Les belliqueux indigènes méridionaux n'aimaient pas ces gens du nord, timides, tristes, à qui ils attribuaient leurs insuccès à la chasse. De là des rivalités terribles qui n'ont pas encore cessé. Il en devait être ainsi: l'extérieur de l'Uski, vêtu de ses peaux adipeuses, la tête encapuchonnée, le corps déprimé, contrastait d'une façon trop remarquable avec la taille élevée, gracieuse, et l'air martial de l'homme rouge, rompu à la guerre et furieux des tendances usurpatrices des nouveaux venus.

Les Esquimaux, d'humeur douce, craintive, superstitieuse, se reléguèrent sur les parties les moins favorisées du continent. Le nord, ses glaces et ses froids noirs furent pour eux,—l'ouest avec ses splendides prairies, ses forêts giboyeuses, pour leurs adversaires.

Les Uski n'ont point de gouvernement, point de chefs politiques; mais il s subissent le joug du despotisme religieux, représenté par le corps des angekkut ou jongleurs.

Ces Angekkut ont pour auxiliaires subalternes de vieilles femmes, appelées illirsut, et sont commandés, dans chaque tribu, par un Angekkok-poglit, jongleur en chef, premier vicaire, de Torngarsuk, l'Être-Suprême.

Or Torngarsuk a naturellement sa cour.

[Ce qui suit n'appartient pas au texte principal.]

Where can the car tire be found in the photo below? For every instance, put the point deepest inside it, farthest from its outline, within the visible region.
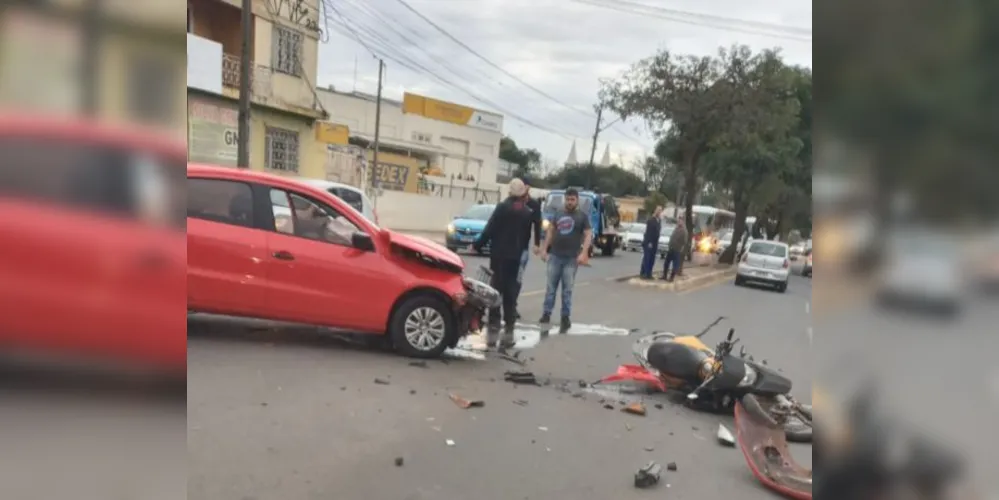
(410, 315)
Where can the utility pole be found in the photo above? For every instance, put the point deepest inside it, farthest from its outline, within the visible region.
(378, 126)
(245, 87)
(593, 151)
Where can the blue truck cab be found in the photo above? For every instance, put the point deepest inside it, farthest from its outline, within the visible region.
(604, 217)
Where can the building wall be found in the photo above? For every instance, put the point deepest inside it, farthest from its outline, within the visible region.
(482, 146)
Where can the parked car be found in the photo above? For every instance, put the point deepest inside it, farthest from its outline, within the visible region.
(322, 264)
(94, 247)
(633, 237)
(352, 195)
(765, 262)
(467, 228)
(923, 269)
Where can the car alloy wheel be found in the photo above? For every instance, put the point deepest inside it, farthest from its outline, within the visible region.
(425, 328)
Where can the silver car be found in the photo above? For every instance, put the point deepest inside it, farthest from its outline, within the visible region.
(633, 237)
(765, 262)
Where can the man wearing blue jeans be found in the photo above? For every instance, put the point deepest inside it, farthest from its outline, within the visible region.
(566, 247)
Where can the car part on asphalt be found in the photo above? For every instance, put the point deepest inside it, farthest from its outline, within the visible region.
(648, 476)
(713, 379)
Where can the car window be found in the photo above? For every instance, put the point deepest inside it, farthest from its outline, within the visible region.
(768, 249)
(223, 201)
(353, 198)
(300, 216)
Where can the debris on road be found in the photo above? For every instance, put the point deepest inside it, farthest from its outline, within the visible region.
(466, 403)
(523, 377)
(635, 409)
(648, 476)
(725, 436)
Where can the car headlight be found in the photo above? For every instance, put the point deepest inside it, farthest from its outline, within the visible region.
(749, 378)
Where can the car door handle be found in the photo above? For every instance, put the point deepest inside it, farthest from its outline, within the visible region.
(283, 255)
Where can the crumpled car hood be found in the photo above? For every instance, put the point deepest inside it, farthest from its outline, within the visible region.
(428, 249)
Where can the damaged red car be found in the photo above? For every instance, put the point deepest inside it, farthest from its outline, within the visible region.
(267, 247)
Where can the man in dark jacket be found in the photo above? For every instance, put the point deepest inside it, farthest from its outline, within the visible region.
(677, 243)
(507, 233)
(533, 231)
(650, 243)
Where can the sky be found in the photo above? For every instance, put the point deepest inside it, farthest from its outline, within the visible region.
(542, 60)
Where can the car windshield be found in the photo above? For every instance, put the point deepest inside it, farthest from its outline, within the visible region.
(479, 212)
(768, 249)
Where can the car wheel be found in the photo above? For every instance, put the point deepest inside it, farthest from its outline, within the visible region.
(422, 327)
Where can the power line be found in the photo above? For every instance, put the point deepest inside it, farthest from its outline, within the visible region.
(697, 19)
(386, 52)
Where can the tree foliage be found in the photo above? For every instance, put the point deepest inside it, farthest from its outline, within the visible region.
(528, 161)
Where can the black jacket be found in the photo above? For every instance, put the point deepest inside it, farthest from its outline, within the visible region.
(534, 229)
(653, 229)
(508, 231)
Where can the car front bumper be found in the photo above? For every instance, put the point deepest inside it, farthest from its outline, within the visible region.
(753, 273)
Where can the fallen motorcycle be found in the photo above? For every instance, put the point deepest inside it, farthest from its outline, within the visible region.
(714, 380)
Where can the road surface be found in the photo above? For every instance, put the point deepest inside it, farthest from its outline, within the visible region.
(274, 416)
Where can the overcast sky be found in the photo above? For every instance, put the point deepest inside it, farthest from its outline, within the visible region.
(560, 47)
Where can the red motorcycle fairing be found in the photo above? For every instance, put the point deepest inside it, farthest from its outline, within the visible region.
(765, 447)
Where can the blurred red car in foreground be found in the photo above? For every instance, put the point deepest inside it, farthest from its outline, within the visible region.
(93, 256)
(267, 247)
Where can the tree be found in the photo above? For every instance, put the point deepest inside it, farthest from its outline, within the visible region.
(528, 161)
(757, 145)
(678, 98)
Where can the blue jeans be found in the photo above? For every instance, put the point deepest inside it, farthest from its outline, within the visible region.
(648, 260)
(561, 270)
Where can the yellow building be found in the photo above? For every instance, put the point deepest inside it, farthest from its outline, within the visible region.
(135, 49)
(284, 109)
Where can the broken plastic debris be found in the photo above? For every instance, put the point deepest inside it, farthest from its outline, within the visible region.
(648, 476)
(725, 436)
(466, 403)
(635, 409)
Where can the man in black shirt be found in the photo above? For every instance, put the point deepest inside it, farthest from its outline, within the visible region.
(533, 231)
(507, 233)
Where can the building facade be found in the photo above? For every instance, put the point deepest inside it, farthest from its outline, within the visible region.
(115, 61)
(420, 138)
(284, 112)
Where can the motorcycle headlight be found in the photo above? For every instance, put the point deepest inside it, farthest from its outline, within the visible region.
(749, 378)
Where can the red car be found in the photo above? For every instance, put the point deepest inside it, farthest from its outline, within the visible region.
(93, 257)
(268, 247)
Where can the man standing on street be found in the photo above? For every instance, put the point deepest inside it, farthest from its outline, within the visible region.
(507, 230)
(650, 243)
(569, 236)
(533, 231)
(674, 255)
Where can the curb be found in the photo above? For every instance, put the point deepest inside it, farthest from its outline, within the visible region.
(680, 286)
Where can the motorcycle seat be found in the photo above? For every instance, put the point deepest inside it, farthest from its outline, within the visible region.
(675, 359)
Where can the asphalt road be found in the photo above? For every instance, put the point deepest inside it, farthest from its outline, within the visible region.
(272, 415)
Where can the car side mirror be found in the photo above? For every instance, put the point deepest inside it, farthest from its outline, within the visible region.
(362, 241)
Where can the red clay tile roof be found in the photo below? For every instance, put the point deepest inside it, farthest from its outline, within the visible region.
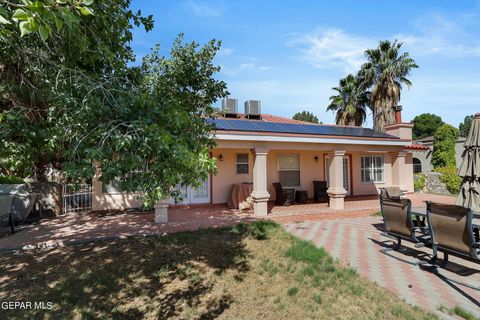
(416, 147)
(272, 118)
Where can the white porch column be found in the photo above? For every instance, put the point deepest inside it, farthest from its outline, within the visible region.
(260, 193)
(400, 172)
(336, 191)
(161, 212)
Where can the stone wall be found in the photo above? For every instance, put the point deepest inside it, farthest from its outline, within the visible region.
(434, 185)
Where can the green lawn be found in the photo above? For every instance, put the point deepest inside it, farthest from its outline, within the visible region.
(247, 271)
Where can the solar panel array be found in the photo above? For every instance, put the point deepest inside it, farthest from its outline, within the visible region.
(262, 126)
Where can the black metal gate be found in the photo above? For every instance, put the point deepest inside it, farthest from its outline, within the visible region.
(77, 199)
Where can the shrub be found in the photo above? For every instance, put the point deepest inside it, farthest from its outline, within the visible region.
(11, 180)
(452, 181)
(419, 182)
(444, 146)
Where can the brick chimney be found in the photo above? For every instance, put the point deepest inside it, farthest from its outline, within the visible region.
(398, 114)
(400, 129)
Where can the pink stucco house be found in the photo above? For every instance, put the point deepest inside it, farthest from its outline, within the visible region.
(263, 149)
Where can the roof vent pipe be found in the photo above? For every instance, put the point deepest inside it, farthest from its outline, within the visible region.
(398, 114)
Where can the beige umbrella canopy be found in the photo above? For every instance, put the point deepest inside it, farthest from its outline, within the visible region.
(469, 169)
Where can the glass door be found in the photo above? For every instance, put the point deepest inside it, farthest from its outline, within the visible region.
(201, 194)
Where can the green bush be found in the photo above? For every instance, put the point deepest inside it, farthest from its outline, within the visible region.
(444, 146)
(449, 176)
(11, 180)
(419, 182)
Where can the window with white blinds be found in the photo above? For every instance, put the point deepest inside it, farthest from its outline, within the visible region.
(373, 169)
(289, 170)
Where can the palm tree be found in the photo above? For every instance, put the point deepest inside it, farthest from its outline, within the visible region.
(384, 74)
(350, 102)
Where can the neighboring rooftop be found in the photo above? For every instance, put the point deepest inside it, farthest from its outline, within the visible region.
(429, 140)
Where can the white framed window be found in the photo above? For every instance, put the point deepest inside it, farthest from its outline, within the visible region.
(289, 170)
(372, 169)
(242, 163)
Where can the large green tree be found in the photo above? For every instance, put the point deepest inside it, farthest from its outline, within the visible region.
(464, 127)
(443, 154)
(71, 100)
(350, 103)
(384, 74)
(425, 125)
(306, 116)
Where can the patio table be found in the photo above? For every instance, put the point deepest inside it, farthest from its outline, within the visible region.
(240, 197)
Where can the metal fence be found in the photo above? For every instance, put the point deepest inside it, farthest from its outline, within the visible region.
(77, 199)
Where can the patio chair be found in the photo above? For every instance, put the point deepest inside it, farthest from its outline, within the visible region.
(453, 233)
(391, 193)
(20, 210)
(284, 196)
(399, 224)
(320, 191)
(394, 193)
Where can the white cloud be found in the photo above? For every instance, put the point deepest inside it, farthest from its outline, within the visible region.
(454, 37)
(332, 48)
(203, 10)
(244, 66)
(225, 52)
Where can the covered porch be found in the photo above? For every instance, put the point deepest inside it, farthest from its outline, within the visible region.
(353, 174)
(86, 227)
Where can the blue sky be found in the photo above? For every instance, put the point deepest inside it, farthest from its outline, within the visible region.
(289, 54)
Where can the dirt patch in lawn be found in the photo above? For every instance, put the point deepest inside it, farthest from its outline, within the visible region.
(247, 271)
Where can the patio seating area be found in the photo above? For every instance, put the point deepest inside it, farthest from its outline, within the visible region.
(358, 242)
(353, 235)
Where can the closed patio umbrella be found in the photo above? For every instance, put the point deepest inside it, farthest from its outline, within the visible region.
(469, 169)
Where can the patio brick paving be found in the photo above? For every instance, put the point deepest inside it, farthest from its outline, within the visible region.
(356, 242)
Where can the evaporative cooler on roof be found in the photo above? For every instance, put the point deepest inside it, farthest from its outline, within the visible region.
(253, 109)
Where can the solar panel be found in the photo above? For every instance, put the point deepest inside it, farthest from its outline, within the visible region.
(262, 126)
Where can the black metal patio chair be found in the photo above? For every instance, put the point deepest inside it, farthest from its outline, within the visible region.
(453, 232)
(20, 210)
(400, 225)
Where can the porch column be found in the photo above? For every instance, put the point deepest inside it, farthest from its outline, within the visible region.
(336, 191)
(260, 194)
(400, 173)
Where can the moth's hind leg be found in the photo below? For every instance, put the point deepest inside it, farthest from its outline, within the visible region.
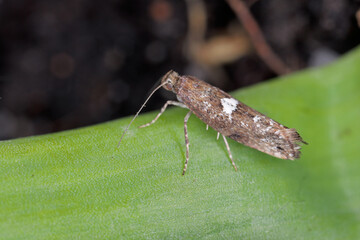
(230, 155)
(179, 104)
(187, 143)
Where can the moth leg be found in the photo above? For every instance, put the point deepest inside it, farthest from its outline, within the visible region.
(230, 155)
(179, 104)
(187, 143)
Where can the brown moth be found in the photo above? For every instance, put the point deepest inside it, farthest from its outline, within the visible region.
(228, 117)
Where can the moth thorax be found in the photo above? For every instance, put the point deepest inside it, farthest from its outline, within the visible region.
(170, 79)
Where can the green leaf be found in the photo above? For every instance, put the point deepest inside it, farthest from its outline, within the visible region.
(77, 185)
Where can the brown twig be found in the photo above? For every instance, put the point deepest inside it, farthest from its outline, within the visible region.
(258, 40)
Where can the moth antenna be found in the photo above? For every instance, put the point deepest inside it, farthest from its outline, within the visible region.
(122, 136)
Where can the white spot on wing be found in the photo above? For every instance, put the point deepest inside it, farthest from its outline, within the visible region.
(256, 119)
(229, 106)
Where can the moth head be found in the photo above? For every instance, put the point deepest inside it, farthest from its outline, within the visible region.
(169, 80)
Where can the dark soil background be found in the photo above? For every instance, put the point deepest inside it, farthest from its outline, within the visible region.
(71, 63)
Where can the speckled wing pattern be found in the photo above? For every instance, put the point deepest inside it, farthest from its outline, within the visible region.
(236, 120)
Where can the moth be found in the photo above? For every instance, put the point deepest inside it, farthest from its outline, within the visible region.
(228, 116)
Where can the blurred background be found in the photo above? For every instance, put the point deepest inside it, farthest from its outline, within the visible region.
(72, 63)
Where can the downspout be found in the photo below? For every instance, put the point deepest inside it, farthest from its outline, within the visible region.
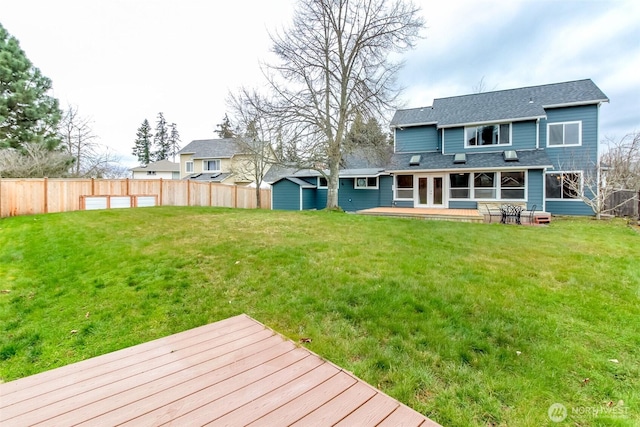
(544, 190)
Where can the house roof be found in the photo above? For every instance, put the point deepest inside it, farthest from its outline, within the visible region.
(527, 159)
(512, 104)
(221, 148)
(232, 372)
(159, 166)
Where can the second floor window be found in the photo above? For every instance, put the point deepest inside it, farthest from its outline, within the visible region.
(211, 165)
(479, 136)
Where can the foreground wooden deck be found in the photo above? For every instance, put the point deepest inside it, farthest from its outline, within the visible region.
(232, 372)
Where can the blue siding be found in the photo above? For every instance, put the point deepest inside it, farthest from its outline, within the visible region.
(463, 204)
(535, 186)
(309, 198)
(351, 199)
(417, 139)
(321, 198)
(453, 140)
(286, 195)
(573, 158)
(523, 135)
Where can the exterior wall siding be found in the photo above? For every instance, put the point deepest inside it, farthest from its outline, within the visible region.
(453, 141)
(573, 158)
(578, 158)
(285, 195)
(309, 198)
(351, 199)
(416, 139)
(523, 135)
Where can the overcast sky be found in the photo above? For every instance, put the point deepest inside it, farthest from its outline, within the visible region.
(121, 61)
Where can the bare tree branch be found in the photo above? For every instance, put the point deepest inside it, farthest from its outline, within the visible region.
(336, 61)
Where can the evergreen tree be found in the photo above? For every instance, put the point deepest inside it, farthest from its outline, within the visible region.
(225, 129)
(161, 140)
(174, 141)
(142, 145)
(27, 113)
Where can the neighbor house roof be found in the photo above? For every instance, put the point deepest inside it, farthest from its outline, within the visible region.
(512, 104)
(159, 166)
(222, 148)
(527, 159)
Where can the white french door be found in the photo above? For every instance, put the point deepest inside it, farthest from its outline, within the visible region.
(429, 191)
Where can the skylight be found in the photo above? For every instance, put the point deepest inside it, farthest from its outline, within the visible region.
(510, 155)
(460, 158)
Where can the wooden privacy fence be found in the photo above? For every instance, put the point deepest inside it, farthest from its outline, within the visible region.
(626, 203)
(44, 195)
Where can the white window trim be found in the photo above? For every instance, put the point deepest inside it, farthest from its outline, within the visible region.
(366, 187)
(562, 199)
(395, 188)
(205, 164)
(466, 142)
(579, 122)
(497, 187)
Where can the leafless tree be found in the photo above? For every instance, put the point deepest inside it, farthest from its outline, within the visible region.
(338, 58)
(622, 161)
(253, 136)
(91, 159)
(618, 168)
(34, 160)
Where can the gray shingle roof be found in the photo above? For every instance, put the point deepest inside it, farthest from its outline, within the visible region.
(223, 148)
(512, 104)
(527, 159)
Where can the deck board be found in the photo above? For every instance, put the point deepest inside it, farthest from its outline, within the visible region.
(232, 372)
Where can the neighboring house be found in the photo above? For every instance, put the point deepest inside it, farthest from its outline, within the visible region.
(518, 146)
(164, 169)
(217, 160)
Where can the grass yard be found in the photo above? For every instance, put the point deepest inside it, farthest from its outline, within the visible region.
(470, 324)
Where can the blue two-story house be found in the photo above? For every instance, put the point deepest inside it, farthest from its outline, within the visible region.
(527, 146)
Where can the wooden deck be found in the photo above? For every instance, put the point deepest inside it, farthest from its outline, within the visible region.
(232, 372)
(441, 214)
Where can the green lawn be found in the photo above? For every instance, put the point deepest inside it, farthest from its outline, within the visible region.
(470, 324)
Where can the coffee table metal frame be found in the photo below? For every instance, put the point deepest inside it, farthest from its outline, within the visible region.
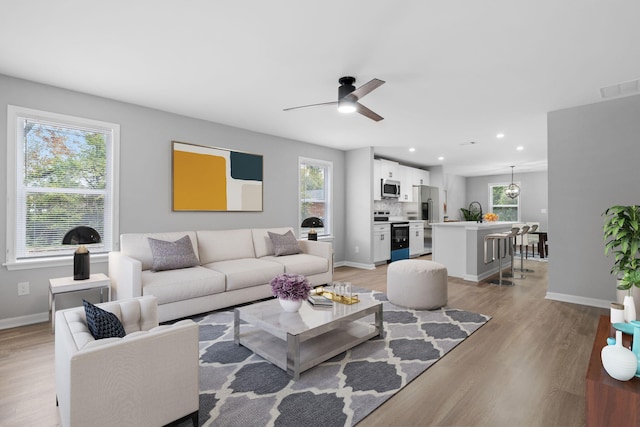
(299, 341)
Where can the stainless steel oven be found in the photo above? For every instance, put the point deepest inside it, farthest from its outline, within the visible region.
(399, 240)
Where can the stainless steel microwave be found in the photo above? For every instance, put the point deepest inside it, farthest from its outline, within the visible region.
(390, 188)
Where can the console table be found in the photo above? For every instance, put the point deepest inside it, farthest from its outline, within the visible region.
(610, 402)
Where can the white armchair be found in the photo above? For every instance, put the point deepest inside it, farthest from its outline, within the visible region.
(147, 378)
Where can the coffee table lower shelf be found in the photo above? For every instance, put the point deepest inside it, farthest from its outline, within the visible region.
(311, 352)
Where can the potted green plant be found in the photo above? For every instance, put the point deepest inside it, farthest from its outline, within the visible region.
(622, 240)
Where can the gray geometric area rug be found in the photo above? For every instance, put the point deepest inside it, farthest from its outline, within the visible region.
(239, 388)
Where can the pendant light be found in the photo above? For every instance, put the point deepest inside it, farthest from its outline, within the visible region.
(512, 191)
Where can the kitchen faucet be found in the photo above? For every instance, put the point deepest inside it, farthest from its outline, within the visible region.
(479, 206)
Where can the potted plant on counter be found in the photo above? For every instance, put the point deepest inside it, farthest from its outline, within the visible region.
(622, 240)
(291, 290)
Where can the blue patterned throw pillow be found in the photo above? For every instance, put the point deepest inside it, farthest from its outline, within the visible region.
(101, 323)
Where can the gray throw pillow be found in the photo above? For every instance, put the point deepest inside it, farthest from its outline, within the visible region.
(172, 255)
(284, 244)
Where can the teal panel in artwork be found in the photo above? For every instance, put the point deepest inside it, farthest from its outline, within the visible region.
(246, 166)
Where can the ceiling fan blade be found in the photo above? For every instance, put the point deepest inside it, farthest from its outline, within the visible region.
(367, 87)
(368, 113)
(312, 105)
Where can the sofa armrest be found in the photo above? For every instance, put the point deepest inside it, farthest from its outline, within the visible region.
(126, 276)
(152, 374)
(321, 249)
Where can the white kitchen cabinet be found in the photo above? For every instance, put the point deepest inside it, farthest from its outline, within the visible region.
(407, 178)
(377, 177)
(389, 169)
(416, 238)
(381, 242)
(421, 177)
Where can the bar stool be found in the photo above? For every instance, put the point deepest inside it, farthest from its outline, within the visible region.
(533, 228)
(523, 231)
(498, 242)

Parmi les divinités de second ordre qui lui font cortège, je citerai Innerterrirsok, le Modérateur, parce qu'il ordonne, par la voix des Angekkut, de s'abstenir de certains actes ou de les commettre; Erloersortuk, littéralement le Videur parce qu'il vide les cadavres et se nourrit des intestins, les Innuoe, ou habitants des mers; les Ingnersoits qui cabanent sur les rochers, les Tunnersoits, esprits du feu: les Innuarolits, pygmées vivant sur la côte orientale du Groënland, les Erkiglits, géants, par opposition, qui résident aux mêmes lieux, Sillagiksortok, génie du temps, il demeure au faîte des montagnes; Nerrim Innua, préposé aux règles du jeûne; enfin les Tornguk, sortes d'anges gardiens chargés d'inspirer les Angekkut et de les protéger.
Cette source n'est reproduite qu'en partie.